Laos Travel Guide

Laos Tour

Basic Facts of Laos

Official Name: Lao People's Democratic Republic
Location: the eastern part of Indochinese peninsula, Southeast Asia.
Area: 91,429 mi² (236,800 km²)
Population: 6.91 million
Language: Lao
Currency: Kip
Time Zone: UTC+7
Capital: Vientiane
Administrative Division: 17 provinces and 1 prefecture
Religions and Beliefs: Theravada Buddhism

Top Things to Do in Laos

As the only landlocked country in Southeast Asia, the geography of the country features dramatic hills and lush forests. Laos is known as "a country of elephant" due to a large quantity of elephants existing in the country. The beautiful natural scenery and the unique architectural style make many travelers fascinated.

Owing to the fresh air, coupled with open visions in both cities and outskirts, tourists can see lightning run through the sky and earth at the same time in the distant plains before raining, as well as the beautiful rainbows after raining.

For people who travel independently or join in escorted tours to Laos, the most important thing is to enjoy the leisure and slow pace of life here, as well as a variety of outdoor water activities close to nature. The Buddhist temples and French-style architectures in Luang Prabang are worth a visit. The slow boats on the Mekong River and the river tubing in Vang Vieng should not be missed either.

Elephants in Laos Forest Park
Elephants in Laos Forest Park

Kuang Si Waterfall in Luang Prabang
Kuang Si Waterfall in Luang Prabang

Top Destinations & Attractions:

Vientiane: Patuxay, Haw Pha Kaeo/Haw Pha Kaew
Luang Prabang: Wat Xieng Thong, Kuang Si Waterfall, Phu Si Hill, Royal Palace Museum
Vang Vieng: Blue Lagoon/Tham Pou Kham, Nam Song
Champasak: Wat Phu, Pakse, Bolaven Plateau

Best Time to Visit Laos

November to March - the dry season is the best time to go to Laos, when the climate is most suitable for travel. The country is dominated by a tropical monsoon climate. In dry season, the average temperature reaches 27℃ (81℉). In May to October, the rainy season, the average temperature is about 24℃ (77℉). The plentiful rainfalls cause inconvenience in transportation.


There is no railway in Laos. People in the country mainly travel by road, water and air. The airlines in the country provide various international and domestic routes; highway, water transportation and taxi are also available. The highways carry 80% of passengers and cargo with a total mileage of about 29,200 mi (47,000 km).

Laos Travel Tips

Monks in Laos
Buddhist Monks in Laos
People in Laos are very gentle, kind, and courteous. When meeting an acquaintance, they always say hello, putting their hands together in front of the chest or shaking hands.

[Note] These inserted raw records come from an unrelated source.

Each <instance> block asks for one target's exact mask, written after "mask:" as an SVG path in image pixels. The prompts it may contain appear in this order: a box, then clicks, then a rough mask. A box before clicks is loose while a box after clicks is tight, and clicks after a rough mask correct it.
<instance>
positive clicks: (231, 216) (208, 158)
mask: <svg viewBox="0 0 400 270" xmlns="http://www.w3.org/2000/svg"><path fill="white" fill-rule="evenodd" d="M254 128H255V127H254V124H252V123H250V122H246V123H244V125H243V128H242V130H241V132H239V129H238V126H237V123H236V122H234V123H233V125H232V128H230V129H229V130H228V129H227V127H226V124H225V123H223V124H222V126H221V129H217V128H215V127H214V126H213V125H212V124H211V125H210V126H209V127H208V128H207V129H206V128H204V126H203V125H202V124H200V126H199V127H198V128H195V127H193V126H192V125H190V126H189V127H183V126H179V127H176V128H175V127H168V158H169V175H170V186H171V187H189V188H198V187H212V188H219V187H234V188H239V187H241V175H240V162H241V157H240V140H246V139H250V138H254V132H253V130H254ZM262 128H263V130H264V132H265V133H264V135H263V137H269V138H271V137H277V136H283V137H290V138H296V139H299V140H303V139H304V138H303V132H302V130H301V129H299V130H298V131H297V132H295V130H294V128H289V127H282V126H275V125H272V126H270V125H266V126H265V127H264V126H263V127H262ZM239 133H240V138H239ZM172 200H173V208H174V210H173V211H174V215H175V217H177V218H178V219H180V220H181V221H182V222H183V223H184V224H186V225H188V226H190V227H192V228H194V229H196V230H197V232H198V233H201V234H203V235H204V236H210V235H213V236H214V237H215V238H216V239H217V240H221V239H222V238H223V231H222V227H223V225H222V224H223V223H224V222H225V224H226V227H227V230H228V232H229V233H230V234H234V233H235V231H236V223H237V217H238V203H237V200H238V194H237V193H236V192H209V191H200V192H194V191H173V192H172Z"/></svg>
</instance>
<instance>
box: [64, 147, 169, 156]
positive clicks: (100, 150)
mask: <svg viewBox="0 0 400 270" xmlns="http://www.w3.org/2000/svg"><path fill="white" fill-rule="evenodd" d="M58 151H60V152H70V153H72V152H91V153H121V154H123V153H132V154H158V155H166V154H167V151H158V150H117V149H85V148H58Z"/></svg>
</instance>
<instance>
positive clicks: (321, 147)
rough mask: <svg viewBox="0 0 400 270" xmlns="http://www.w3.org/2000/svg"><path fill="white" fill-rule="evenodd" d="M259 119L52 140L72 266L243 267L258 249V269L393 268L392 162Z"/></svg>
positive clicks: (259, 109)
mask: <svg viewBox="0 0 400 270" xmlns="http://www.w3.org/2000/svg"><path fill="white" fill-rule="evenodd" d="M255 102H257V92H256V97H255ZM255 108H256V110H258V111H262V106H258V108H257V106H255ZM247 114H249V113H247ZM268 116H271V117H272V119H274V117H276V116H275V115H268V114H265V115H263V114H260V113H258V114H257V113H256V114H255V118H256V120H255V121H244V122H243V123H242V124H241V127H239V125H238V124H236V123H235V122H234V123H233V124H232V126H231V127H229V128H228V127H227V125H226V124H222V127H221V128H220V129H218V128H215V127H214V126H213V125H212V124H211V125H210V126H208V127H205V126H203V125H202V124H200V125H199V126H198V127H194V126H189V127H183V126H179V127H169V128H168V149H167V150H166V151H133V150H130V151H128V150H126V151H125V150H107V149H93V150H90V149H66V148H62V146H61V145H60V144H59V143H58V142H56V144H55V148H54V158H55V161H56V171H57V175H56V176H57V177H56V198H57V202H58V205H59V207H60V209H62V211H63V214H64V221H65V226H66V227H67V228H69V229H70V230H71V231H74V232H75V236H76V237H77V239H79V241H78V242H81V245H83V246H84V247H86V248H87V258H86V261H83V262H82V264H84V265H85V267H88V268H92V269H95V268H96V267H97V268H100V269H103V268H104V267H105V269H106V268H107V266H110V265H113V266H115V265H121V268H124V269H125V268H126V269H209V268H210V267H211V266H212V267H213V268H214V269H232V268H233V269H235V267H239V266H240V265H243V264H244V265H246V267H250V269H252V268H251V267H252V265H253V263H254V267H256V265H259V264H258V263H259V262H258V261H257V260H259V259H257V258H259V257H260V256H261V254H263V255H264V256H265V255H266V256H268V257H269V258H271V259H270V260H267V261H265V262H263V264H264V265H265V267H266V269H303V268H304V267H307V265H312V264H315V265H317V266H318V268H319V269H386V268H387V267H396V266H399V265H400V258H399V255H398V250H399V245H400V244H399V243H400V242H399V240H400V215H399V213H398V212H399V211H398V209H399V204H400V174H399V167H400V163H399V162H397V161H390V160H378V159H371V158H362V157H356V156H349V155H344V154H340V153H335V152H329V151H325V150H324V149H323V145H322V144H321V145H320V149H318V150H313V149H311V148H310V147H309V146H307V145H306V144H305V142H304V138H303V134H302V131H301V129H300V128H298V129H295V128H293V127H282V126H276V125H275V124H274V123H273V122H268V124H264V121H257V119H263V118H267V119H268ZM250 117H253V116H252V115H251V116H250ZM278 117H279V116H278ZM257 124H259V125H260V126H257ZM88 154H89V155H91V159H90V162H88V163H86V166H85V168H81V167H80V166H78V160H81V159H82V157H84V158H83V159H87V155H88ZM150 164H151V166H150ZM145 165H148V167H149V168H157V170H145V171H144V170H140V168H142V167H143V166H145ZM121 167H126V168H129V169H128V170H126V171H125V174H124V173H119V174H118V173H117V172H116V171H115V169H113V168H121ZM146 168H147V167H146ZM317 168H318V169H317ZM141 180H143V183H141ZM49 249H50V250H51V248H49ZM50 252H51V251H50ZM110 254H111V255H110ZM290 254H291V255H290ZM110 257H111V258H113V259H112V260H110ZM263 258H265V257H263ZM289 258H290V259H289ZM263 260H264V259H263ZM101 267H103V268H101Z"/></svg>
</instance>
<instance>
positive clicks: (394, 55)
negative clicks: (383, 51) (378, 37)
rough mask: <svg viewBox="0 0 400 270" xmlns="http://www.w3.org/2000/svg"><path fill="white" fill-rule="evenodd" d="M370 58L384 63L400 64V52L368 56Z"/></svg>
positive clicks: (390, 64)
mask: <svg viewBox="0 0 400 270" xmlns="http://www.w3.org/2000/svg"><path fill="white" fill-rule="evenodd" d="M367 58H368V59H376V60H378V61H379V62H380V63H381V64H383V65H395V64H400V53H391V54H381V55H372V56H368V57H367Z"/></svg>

Generally, men do not take the initiative to shake hands with women.

Most Lao believe in Theravada Buddhism, so temples and monks are highly respected in the country. Walking on the road, strangers often greet each other by saying "Saibaidii" (hello). Lao people usually do things very slowly, so travelers can experience the slow pace of life here. As a consequence of their slow life style, Lao people don't take much notice of time. They may often be late in appointment, travelers should prepare for it.


The history of Laos dates back to Kingdom of Lan Xang, the first unified kingdom established in 1353. In the early 18th century the kingdom split into three kingdoms. Since 1779, the country was successively conquered and became colonies or dependencies of Siam, Vietnam, and France. In October, 1945, it declared independence. In the next year, France invaded the country again. After decades of international war and civil war, the country announced the abolition of the monarchy and the establishment of the Lao People's Democratic Republic on December 2nd, 1975.

The long history left abundant historical sites and relics, including Luang Prabang and Wat Phu, which were listed as UNESCO World Heritage.

Geographical Features

80% of the area of Laos is mountains and plateaus, and most of them are covered by forests. With the terrain higher in the north and lower in the south, the country is divided into lowlands, midlands and upper high lands according to altitude. Phou Bia, the highest mountain in the country, is 9,252ft (2,820 m) above sea level. Mekong River, the largest river in the country, flows 1,200 mi (1,900 km) through the western area.